Patterns of database citation in articles and patents indicate long-term scientific and industry value of biological data resources

F1000Res. 2016 Feb 11:5:ELIXIR-160. doi: 10.12688/f1000research.7911.1. eCollection 2016.

Abstract

Data from open access biomolecular data resources, such as the European Nucleotide Archive and the Protein Data Bank are extensively reused within life science research for comparative studies, method development and to derive new scientific insights. Indicators that estimate the extent and utility of such secondary use of research data need to reflect this complex and highly variable data usage. By linking open access scientific literature, via Europe PubMedCentral, to the metadata in biological data resources we separate data citations associated with a deposition statement from citations that capture the subsequent, long-term, reuse of data in academia and industry.
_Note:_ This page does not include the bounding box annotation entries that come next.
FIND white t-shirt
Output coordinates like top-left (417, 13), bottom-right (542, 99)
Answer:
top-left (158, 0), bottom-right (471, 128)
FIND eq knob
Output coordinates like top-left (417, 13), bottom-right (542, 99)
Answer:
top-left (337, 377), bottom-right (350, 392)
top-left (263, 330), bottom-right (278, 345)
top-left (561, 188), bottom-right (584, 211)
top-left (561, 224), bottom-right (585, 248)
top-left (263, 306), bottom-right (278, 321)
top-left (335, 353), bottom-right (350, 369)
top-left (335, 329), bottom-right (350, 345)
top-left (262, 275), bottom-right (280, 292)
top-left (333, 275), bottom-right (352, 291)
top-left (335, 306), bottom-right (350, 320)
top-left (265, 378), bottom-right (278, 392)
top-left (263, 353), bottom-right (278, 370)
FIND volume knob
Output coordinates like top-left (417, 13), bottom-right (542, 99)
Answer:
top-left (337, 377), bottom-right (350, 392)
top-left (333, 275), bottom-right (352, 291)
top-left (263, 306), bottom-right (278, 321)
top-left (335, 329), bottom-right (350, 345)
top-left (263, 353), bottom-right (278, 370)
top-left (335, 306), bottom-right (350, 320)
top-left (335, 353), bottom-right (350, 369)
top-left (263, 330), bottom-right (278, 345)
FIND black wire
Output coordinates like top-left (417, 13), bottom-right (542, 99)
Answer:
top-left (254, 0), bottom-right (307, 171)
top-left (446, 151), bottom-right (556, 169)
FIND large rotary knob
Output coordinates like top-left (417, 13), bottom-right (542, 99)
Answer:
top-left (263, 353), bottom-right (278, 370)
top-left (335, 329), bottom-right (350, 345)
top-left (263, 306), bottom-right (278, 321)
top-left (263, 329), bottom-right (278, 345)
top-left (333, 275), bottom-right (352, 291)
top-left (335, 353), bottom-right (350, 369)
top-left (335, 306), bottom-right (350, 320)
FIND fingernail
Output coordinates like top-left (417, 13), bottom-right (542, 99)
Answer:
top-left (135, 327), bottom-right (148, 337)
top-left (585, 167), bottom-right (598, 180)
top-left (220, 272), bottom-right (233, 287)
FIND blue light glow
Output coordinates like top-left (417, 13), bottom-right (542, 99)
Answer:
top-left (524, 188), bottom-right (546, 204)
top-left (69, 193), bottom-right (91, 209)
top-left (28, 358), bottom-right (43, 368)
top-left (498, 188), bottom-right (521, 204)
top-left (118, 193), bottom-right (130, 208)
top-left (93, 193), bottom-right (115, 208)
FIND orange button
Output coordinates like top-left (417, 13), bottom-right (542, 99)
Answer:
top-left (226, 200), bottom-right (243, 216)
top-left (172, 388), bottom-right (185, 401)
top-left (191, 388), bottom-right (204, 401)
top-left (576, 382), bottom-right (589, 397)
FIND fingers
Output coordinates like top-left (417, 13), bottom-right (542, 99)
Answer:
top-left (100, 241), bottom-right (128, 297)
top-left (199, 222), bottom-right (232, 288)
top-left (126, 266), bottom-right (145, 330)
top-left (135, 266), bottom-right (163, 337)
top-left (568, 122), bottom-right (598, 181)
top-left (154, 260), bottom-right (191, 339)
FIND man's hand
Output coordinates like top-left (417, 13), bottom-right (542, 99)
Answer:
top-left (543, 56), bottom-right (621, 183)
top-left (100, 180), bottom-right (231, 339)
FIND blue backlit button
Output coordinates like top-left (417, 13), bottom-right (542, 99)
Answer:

We extend this analysis to begin to investigate citations of biomolecular resources in patent documents. We find citations in more than 8,000 patents from 2014, demonstrating substantial use and an important role for data resources in defining biological concepts in granted patents to both academic and industrial innovators. Combined together our results indicate that the citation patterns in biomedical literature and patents vary, not only due to citation practice but also according to the data resource cited. The results guard against the use of simple metrics such as citation counts and show that indicators of data use must not only take into account citations within the biomedical literature but also include reuse of data in industry and other parts of society by including patents and other scientific and technical documents such as guidelines, reports and grant applications.

Keywords: Bibliometrics; Data archiving; Data citations; Data repositories; Data reuse; Open data; Patent analysis; Research impact.